More than 60 Republican House representatives led by Rep. Paul Gosar (R-Ariz.) and one senator objected to Arizona’s 11 electoral votes during the Joint Session of Congress on Wednesday.
Their objection “complies with the law,” said Vice President Mike Pence, the president of the Senate during the Joint Session of Congress.
Gosar said that the GOP representatives and a senator objected “on the ground that they were not under all of the known circumstances, regularly given.”
Sen. Ted Cruz (R-Texas) stood on the floor as the GOP senator who objected to Arizona’s votes. Sen. Roger Marshall (R-Kan.) said he would join in Arizona’s electoral objection.

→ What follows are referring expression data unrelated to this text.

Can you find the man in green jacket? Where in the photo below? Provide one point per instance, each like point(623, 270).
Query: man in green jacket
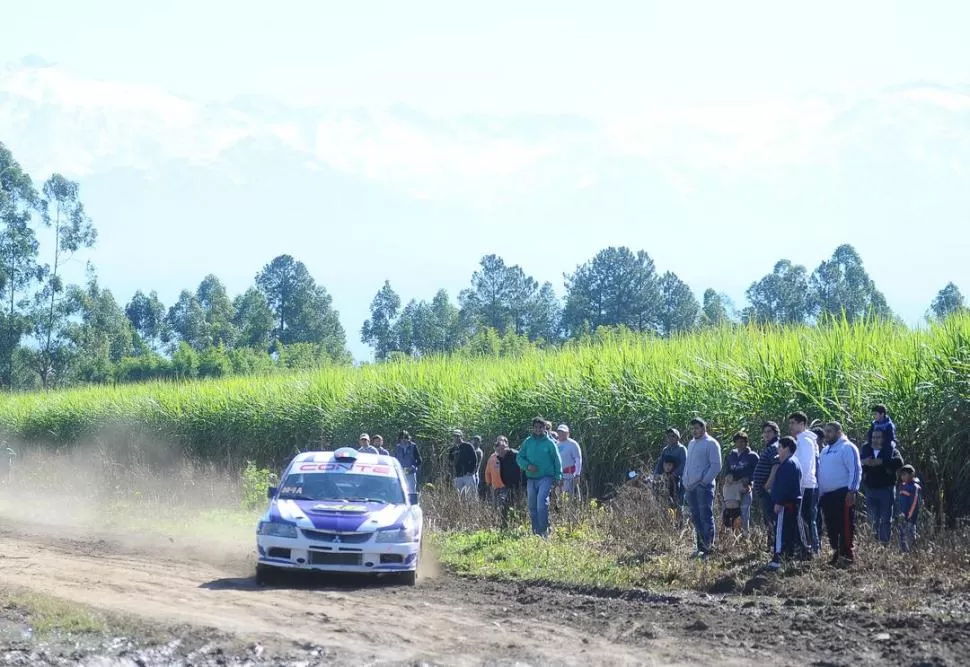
point(539, 458)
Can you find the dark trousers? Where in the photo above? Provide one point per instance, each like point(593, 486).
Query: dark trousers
point(808, 520)
point(768, 513)
point(839, 522)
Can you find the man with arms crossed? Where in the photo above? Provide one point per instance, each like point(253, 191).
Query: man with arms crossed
point(839, 476)
point(807, 455)
point(701, 469)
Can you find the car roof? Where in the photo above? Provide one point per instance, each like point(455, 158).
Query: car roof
point(362, 457)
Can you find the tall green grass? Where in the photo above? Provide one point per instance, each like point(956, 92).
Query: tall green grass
point(618, 393)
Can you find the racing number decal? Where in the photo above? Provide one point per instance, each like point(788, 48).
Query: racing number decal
point(345, 467)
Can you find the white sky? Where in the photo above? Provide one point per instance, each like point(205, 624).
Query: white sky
point(616, 63)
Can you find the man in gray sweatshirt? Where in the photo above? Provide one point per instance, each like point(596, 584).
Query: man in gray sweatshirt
point(701, 469)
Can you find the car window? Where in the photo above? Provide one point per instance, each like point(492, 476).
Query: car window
point(339, 486)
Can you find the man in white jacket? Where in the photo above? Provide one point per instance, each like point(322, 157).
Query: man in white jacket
point(572, 460)
point(807, 455)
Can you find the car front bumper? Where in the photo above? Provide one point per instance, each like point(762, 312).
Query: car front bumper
point(326, 554)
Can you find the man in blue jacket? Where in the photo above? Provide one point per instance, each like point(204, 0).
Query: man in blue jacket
point(880, 463)
point(407, 454)
point(881, 421)
point(786, 494)
point(539, 458)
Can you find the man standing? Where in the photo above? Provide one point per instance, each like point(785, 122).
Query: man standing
point(807, 455)
point(881, 462)
point(700, 470)
point(741, 464)
point(767, 463)
point(572, 461)
point(463, 457)
point(539, 458)
point(407, 454)
point(786, 493)
point(377, 443)
point(364, 446)
point(675, 453)
point(479, 456)
point(503, 476)
point(839, 475)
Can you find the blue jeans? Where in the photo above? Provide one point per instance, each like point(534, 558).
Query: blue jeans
point(879, 506)
point(907, 535)
point(746, 501)
point(701, 501)
point(769, 517)
point(539, 490)
point(412, 480)
point(808, 520)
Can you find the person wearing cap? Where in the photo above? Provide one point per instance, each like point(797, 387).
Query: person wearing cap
point(741, 464)
point(908, 496)
point(480, 456)
point(700, 472)
point(676, 454)
point(407, 453)
point(364, 446)
point(504, 477)
point(763, 474)
point(572, 460)
point(465, 461)
point(839, 477)
point(539, 458)
point(377, 442)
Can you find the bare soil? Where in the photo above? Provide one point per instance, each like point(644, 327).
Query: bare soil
point(197, 604)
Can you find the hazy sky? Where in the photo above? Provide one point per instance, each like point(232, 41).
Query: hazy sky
point(498, 56)
point(608, 62)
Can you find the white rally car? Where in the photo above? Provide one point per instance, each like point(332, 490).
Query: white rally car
point(341, 511)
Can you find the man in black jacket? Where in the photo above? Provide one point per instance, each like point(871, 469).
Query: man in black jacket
point(880, 462)
point(465, 460)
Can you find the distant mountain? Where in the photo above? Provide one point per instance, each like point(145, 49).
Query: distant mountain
point(180, 188)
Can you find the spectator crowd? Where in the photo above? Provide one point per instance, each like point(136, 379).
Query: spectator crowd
point(803, 485)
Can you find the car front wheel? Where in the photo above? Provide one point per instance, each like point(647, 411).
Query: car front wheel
point(265, 575)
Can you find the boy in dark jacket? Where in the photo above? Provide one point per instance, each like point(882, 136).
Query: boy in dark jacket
point(909, 494)
point(786, 494)
point(880, 463)
point(881, 421)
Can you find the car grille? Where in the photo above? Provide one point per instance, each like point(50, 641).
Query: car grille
point(329, 558)
point(330, 538)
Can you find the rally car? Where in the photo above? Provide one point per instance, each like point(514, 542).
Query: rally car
point(342, 511)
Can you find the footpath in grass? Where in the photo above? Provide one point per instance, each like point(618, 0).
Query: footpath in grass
point(580, 556)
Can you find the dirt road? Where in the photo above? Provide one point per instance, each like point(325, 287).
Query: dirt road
point(443, 620)
point(204, 591)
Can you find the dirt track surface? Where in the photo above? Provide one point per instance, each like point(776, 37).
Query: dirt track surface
point(210, 599)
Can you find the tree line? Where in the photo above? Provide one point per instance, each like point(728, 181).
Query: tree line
point(504, 309)
point(54, 334)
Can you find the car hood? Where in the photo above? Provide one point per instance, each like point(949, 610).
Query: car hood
point(342, 516)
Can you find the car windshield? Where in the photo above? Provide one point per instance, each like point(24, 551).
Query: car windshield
point(342, 486)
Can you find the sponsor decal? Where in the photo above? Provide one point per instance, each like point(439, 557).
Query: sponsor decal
point(333, 466)
point(339, 508)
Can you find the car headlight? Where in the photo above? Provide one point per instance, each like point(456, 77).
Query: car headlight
point(397, 535)
point(274, 529)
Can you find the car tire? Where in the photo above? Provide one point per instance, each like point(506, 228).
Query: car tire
point(265, 575)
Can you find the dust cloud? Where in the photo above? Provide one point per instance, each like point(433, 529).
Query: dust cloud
point(143, 495)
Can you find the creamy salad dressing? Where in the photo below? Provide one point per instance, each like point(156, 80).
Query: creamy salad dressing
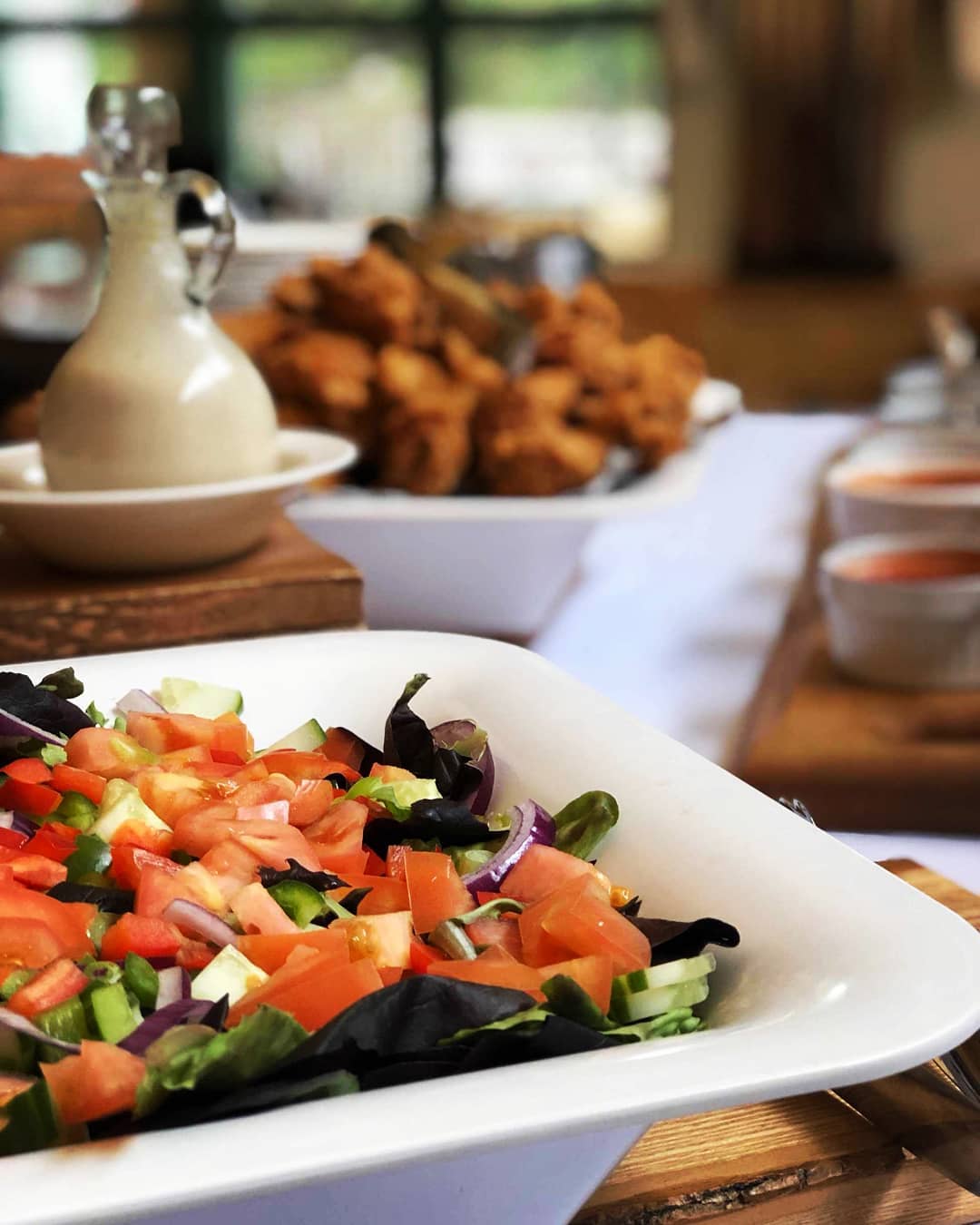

Marshall also said he’ll object to the electoral votes in Georgia and Pennsylvania, according to CNN. “That’s absolutely correct,” he told the network about objecting to those three states.

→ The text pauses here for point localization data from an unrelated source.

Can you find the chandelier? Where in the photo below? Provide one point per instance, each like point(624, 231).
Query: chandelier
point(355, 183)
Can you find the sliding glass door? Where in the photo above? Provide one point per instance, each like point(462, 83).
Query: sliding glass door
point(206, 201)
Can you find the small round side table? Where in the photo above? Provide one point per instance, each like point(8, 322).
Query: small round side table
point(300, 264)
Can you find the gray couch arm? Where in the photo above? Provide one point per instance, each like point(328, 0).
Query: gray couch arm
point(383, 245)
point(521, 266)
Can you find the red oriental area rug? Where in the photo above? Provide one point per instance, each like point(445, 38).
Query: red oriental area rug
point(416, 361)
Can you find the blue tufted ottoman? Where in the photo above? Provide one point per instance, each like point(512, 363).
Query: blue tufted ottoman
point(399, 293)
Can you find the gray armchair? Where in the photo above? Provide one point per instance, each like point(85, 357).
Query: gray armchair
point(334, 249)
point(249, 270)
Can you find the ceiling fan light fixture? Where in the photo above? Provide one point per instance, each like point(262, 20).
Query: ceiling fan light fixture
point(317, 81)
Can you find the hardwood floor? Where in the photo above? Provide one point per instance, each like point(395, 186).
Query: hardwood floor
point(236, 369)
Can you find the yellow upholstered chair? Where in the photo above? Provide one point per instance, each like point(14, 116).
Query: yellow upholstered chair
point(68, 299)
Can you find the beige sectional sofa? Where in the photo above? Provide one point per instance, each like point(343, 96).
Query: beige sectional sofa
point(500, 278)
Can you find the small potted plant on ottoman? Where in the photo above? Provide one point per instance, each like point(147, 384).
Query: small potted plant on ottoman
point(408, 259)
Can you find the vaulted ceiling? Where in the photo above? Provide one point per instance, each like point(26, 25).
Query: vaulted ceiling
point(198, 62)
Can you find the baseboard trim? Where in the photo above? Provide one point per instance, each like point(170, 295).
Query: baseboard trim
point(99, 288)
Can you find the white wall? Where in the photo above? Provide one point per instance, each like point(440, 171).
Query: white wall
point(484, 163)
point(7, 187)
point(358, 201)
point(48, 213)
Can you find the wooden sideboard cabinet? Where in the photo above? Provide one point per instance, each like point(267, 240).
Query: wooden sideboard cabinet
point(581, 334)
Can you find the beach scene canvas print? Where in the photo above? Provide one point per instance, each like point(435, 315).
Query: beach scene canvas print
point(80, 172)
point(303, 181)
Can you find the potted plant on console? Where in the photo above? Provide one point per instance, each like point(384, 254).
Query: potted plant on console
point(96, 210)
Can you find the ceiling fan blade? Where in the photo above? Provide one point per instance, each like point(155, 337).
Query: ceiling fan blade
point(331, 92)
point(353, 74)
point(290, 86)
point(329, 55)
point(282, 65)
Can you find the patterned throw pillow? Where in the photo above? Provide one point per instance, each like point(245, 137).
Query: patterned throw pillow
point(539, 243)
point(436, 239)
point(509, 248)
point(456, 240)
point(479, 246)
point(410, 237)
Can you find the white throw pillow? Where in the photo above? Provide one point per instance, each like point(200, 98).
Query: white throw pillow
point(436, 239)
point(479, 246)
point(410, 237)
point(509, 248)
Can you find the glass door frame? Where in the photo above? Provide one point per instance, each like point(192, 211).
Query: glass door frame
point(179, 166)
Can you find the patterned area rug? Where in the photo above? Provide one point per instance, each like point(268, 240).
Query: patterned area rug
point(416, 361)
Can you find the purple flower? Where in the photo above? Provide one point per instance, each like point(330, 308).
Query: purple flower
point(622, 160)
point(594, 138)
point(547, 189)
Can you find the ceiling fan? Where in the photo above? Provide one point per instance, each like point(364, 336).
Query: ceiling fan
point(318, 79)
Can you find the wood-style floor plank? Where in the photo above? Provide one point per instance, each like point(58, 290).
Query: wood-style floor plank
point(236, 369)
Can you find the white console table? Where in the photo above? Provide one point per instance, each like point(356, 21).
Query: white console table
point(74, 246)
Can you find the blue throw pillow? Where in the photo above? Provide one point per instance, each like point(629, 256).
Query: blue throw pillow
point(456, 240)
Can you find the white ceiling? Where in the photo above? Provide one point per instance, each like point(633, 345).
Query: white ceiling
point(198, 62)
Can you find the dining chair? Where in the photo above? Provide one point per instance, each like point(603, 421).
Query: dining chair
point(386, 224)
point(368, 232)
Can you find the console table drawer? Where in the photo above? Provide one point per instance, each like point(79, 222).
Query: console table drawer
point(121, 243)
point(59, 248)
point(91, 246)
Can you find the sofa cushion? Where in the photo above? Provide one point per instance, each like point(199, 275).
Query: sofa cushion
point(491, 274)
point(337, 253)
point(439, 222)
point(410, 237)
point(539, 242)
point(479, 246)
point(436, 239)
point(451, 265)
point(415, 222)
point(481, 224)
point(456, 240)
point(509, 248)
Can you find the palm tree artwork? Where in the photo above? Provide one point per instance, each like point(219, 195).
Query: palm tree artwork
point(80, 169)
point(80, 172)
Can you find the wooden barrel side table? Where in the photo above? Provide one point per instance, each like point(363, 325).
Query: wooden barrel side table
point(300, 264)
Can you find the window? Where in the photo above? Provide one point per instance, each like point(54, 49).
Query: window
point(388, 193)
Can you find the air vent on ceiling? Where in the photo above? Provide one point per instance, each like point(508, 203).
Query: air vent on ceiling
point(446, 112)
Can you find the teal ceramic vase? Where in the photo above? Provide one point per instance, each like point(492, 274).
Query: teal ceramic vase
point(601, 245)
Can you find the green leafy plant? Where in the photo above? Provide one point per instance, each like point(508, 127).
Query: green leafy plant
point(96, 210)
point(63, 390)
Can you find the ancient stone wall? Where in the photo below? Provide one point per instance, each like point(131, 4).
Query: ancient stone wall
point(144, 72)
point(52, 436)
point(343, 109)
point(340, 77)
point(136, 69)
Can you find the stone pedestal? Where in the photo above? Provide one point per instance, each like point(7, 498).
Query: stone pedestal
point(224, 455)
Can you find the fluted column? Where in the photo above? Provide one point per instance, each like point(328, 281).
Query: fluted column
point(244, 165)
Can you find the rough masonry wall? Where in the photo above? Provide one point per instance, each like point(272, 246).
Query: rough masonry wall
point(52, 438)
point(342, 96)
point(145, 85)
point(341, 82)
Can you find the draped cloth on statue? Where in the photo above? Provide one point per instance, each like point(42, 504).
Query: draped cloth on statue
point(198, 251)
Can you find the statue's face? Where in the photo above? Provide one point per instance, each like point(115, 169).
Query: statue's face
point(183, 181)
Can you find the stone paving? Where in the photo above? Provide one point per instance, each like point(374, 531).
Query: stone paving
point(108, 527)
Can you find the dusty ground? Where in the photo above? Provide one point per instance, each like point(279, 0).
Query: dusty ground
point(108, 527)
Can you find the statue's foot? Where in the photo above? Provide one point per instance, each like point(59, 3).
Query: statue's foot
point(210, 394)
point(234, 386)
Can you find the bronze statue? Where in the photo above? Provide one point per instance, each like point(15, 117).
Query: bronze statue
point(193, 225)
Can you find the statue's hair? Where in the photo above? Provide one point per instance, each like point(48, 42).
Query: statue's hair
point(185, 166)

Gosar and Cruz were met with a standing ovation from what appeared to be GOP House members.
Pence then ordered the two chambers of Congress to carry out a debate on the votes in Arizona. A several-hour debate is scheduled on the state’s electoral votes before a simple majority vote is to be held.
Senate Majority Leader Mitch McConnell (R-Ky.), on the Senate floor, rebuked President Trump’s claims that the election was stolen from him and the GOP lawmakers’ objections, claiming that it will “damage our republic forever.” McConnell stated that “over and over, the courts rejected these claims,” including judges Trump nominated.

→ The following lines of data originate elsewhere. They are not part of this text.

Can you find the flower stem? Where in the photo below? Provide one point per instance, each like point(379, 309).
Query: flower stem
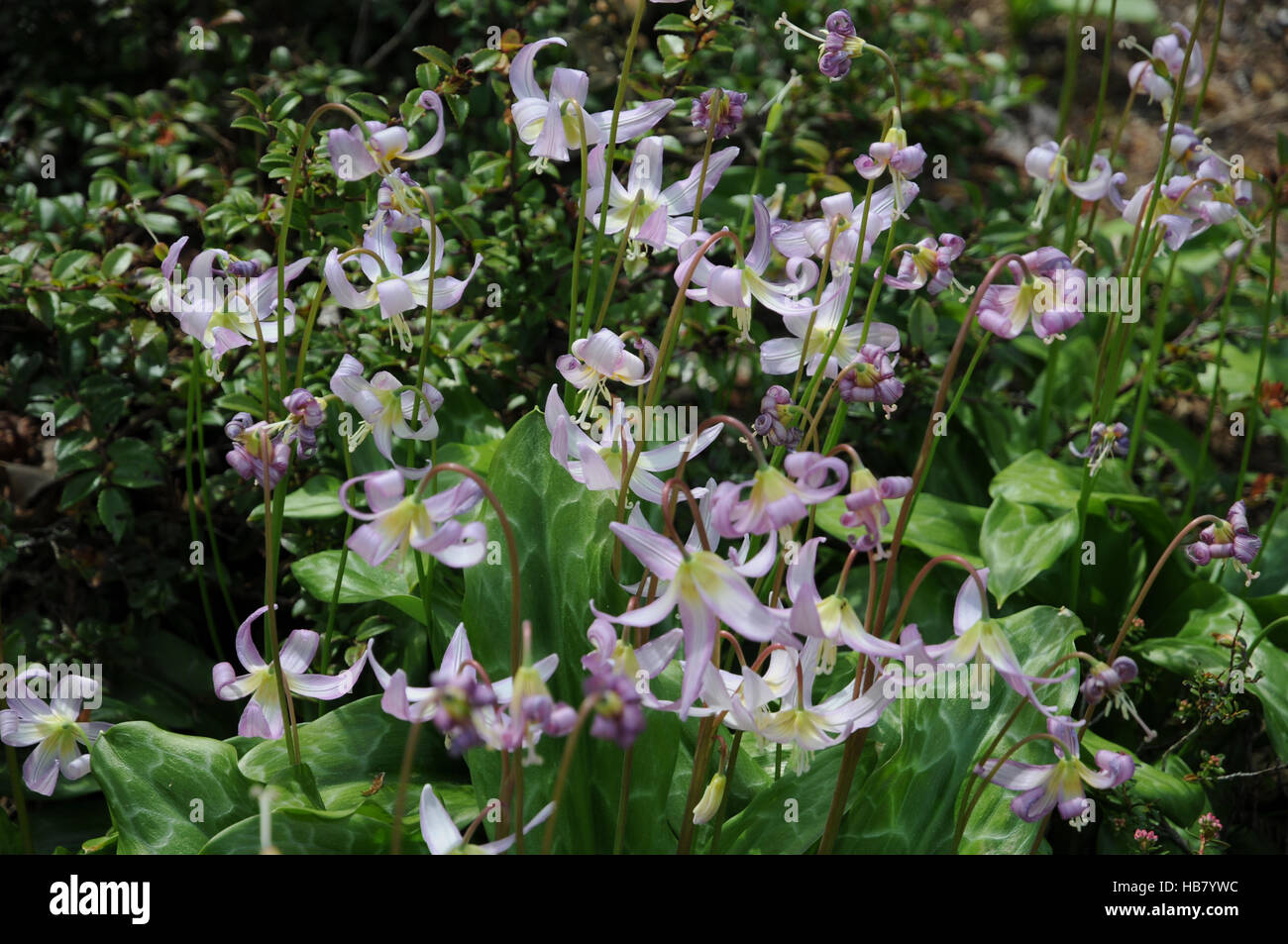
point(610, 150)
point(283, 693)
point(284, 227)
point(403, 776)
point(1155, 347)
point(193, 380)
point(1250, 433)
point(588, 704)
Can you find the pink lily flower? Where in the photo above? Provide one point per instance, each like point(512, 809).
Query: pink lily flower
point(393, 290)
point(776, 500)
point(784, 355)
point(1046, 787)
point(541, 121)
point(707, 591)
point(662, 218)
point(53, 728)
point(355, 157)
point(398, 523)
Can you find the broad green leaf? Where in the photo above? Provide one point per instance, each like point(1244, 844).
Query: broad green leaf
point(362, 582)
point(565, 550)
point(348, 749)
point(911, 800)
point(316, 498)
point(167, 792)
point(117, 261)
point(314, 832)
point(1019, 543)
point(1206, 614)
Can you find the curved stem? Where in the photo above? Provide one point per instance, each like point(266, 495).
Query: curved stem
point(1250, 433)
point(610, 150)
point(403, 776)
point(284, 228)
point(565, 765)
point(673, 321)
point(511, 546)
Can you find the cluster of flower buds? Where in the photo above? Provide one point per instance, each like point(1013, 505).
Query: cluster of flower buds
point(776, 413)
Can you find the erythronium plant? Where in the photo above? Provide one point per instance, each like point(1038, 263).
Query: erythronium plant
point(752, 570)
point(263, 713)
point(55, 729)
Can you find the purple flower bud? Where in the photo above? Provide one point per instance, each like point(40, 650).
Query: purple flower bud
point(248, 460)
point(728, 111)
point(243, 268)
point(771, 421)
point(237, 425)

Before the session started, Pence released a statement through his office that the Constitution prevents him from rejecting electoral votes, responding to growing pressure from President Donald Trump and other Republicans that he should take action. Some legal experts have said it’s not within the purview of Pence’s office to reject electoral slates.
“It is my considered judgment that my oath to support and defend the Constitution constrains me from claiming unilateral authority to determine which electoral votes should be counted and which should not,” said the vice president.
Earlier in the week, Brooks said he signed objections to Arizona, Pennsylvania, Georgia, Wisconsin, Nevada, and Michigan.
Over the past weekend, Cruz and about 10 other senators said they would lodge objections to the electoral votes for key states.
“I think we in Congress have an obligation to do something about that; we have an obligation to protect the integrity of the democratic system,” he told Fox Business on Sunday, referring to numerous allegations of election fraud and irregularities. The Republican senator noted that numerous Americans do not believe the Nov. 3 presidential election results were valid as Trump and his team have called for courts and state legislatures to overturn key states’ electoral results.
“We have an obligation to the voters,” he said Sunday, adding that senators “have an obligation to the Constitution to ensure that this election was lawful.”
The move is not supported by all Republican lawmakers. The Senate’s No. 2 Republican, Majority Whip John Thune (R-S.D.), told reporters in December that their effort would most likely fail, while Sen. Mitt Romney (R-Utah) said over the past weekend the objection is an “egregious ploy.”